Results : NEP ran at 100 kDa on Western blot and immunolocalized to the superficial epithelium in WT corneas. In NEP-/- corneas, the 100 kDa band was absent, but diffuse cytoplasmic immunostaining was present. However, NEP enzyme activity was greater in WT corneas (4152.43±142.04 RFU) compared to NEP-/- corneas (260.71±46.89 RFU, p<0.0001), which did not differ from background activity. No differences in total corneal thickness, or in the thickness of epithelial or stromal layers individually, were seen with OCT between naive groups. Furthermore, NEP-/- mice showed no evidence of spontaneous corneal neovascularization on clinical exam or with CD31 immunostaining, but had increased corrected total βIII-tubulin immunofluorescence compared to WT mice (3.10±0.13 vs 2.19±0.12 AU, p=0.0006). In our injury model, NEP-/- mice had increased corneal reepithelialization at 3 and 7 d post-injury, compared to WT mice (47.52±5.01 vs 88.23±3.67% rose bengal staining at 3 d, p<0.0001; 27.79±3.16 vs 65.77±5.64% staining at 7 d, p<0.0001).
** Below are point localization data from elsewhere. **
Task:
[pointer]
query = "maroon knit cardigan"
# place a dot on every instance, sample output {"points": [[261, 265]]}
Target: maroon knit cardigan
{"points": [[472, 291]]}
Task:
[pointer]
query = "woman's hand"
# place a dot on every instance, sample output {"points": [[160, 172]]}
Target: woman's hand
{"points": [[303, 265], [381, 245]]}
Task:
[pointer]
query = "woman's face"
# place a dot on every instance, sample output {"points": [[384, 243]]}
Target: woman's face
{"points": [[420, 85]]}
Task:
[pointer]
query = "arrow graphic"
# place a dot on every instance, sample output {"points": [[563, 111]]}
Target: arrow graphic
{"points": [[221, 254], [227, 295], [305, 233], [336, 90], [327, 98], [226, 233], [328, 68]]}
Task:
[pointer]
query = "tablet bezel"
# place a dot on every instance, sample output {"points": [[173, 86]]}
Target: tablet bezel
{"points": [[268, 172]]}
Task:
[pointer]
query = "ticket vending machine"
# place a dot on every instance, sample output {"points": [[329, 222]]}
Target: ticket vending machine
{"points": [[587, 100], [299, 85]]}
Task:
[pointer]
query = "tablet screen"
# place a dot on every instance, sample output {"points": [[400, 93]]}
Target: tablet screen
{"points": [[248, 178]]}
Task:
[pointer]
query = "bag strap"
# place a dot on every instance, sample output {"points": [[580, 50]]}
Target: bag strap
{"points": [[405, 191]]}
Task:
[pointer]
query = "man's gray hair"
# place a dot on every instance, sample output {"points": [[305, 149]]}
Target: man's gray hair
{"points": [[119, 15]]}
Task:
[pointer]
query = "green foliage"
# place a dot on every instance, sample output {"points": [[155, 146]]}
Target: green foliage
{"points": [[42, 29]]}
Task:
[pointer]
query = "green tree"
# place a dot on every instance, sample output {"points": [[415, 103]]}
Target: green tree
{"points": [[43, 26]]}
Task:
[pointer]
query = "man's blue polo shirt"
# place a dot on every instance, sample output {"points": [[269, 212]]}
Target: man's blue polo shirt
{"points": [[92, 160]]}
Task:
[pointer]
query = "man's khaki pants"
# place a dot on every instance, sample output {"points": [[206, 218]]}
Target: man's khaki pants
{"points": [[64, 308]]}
Conclusions : NEP is functionally expressed in the mouse cornea where its constitutive genetic disruption leads to accelerated reepithelialization following chemical corneal injury. By contrast, loss of NEP activity appears to have minimal effect on homeostatic maintenance of the adult mouse cornea.

This is an abstract that was submitted for the 2018 ARVO Annual Meeting, held in Honolulu, Hawaii, April 29 - May 3, 2018.